Les hypermarchés Carrefour en France sont une bonne cible pour le Couche-Tard canadien

Il y a encore de la vie dans la vente au détail de briques et de mortier.

Mardi dernier, la société canadienne Alimentation Couche-Tard Inc. propriétaire de la chaîne de magasins de proximité Circle K, a déclaré qu’elle envisageait d’acheter l’épicier français Carrefour SA, confirmant ainsi un précédent rapport de Bloomberg News. C’est un autre exemple intrigant d’un acheteur qui cherche à mettre un détaillant alimentaire dans son chariot. Les supermarchés ont bien résisté à la pandémie, et certains ont un portefeuille immobilier important.

Couche-Tard se concentre sur les magasins de proximité et les stations d’essence, aussi l’ajout de Carrefour, qui exploite 700 hypermarchés (supermarchés géants), constituerait un grand départ stratégique. Mais un accord aiderait l’entreprise québécoise à se développer de manière significative en Europe et à générer un pouvoir d’achat plus important au niveau mondial, étant donné que Carrefour génère environ 70 milliards d’euros (85 milliards de dollars) de ventes annuelles. Toutefois, l’absence de chevauchement géographique rendrait plus difficile l’élimination des coûts et l’augmentation des profits.

Couche-Tard pourrait rencontrer une certaine résistance en France : Après tout, Carrefour est l’un des plus grands distributeurs alimentaires du pays. L’entreprise canadienne pourrait avoir du mal à imposer sa culture sans fioritures à la des magasins français, ce qui limite également les économies potentielles.

Pourtant, ces revers peuvent être surmontables. Il est facile de voir à quel point une offre serait attrayante pour les actionnaires de Carrefour.
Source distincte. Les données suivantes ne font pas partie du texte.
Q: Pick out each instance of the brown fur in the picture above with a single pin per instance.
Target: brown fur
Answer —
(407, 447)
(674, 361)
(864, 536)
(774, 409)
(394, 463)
Depuis qu’il est devenu directeur général de l’épicerie en 2017, Alexandre Bompard a fait du bon travail pour renforcer les services en ligne, en développant ses petits magasins de proximité et en se concentrant sur les produits biologiques. Mais l’exposition de Carrefour aux très grands supermarchés a a longtemps été un fardeau : Les PDG successifs ont essayé, avec plus ou moins de succès, d’insuffler une nouvelle vie aux grandes surfaces. Même avec tous les achats liés à la pandémie, les ventes de ses hypermarchés sont à la traîne par rapport à celles des petits supermarchés et des magasins de proximité.

Alimentation de confort

Les ventes de Carrefour ont été dopées par les commandes de séjours à domicile des Français

Source : Bloomberg Intelligence

L’augmentation de la demande de denrées alimentaires, les consommateurs restant à la maison, et en particulier le retour des grandes courses hebdomadaires, signifie que les échanges actuels pourraient bien être à la hauteur. Le marché français est extrêmement concurrentiel, avec de puissants rivaux, dont E. Leclerc et les discounters allemands Aldi et Lidl. Aldi ne se renforcera qu’en rachetant la chaîne de discothèques Leader Price de Casino Guichard Perrachon SA. Le moment est peut-être venu pour les investisseurs de Carrefour de se retirer, si on leur propose le bon prix.

Si Couche-Tard offre la prime type de 30 au cours de clôture de mardi, cela les porterait à environ 20 euros (24 dollars) l’action – au-dessus du niveau pré-pandémique de Carrefour – et valoriserait le détaillant à environ 16 milliards d’euros (19,5 milliards de dollars). Mercredi, les actions ont augmenté de 16 % pour atteindre un peu moins de 18 euros.

Bien entendu, les discussions en sont encore à un stade précoce et pourraient ne pas aboutir à un accord. Mais Carrefour est maintenant en jeu. Compte tenu de la L’intérêt récent pour le rachat de supermarchés – Asda, la branche britannique de Walmart Inc. a récemment été rachetée par deux frères milliardaires et un groupe de capital-investissement – il est également possible qu’un contre-offrant émerge. Carrefour peut faire appel à des sociétés de rachat ou même à Amazon.com Inc. Elle a également conclu un accord d’achat avec Tesco Plc. que le partenaire britannique pourrait vouloir protéger par une combinaison complète.

Quel que soit le résultat, l’approche de Couche-Tard souligne l’attrait des détaillants alimentaires pour les acheteurs potentiels. Cela profite à tous les épiciers : Les actions du concurrent français Casino ont augmenté de 7 % mercredi.

Le Couche-Tard n’est peut-être pas le seul à parcourir les allées.

Cette chronique ne reflète pas nécessairement l’opinion du comité de rédaction ou de Bloomberg LP et de ses propriétaires.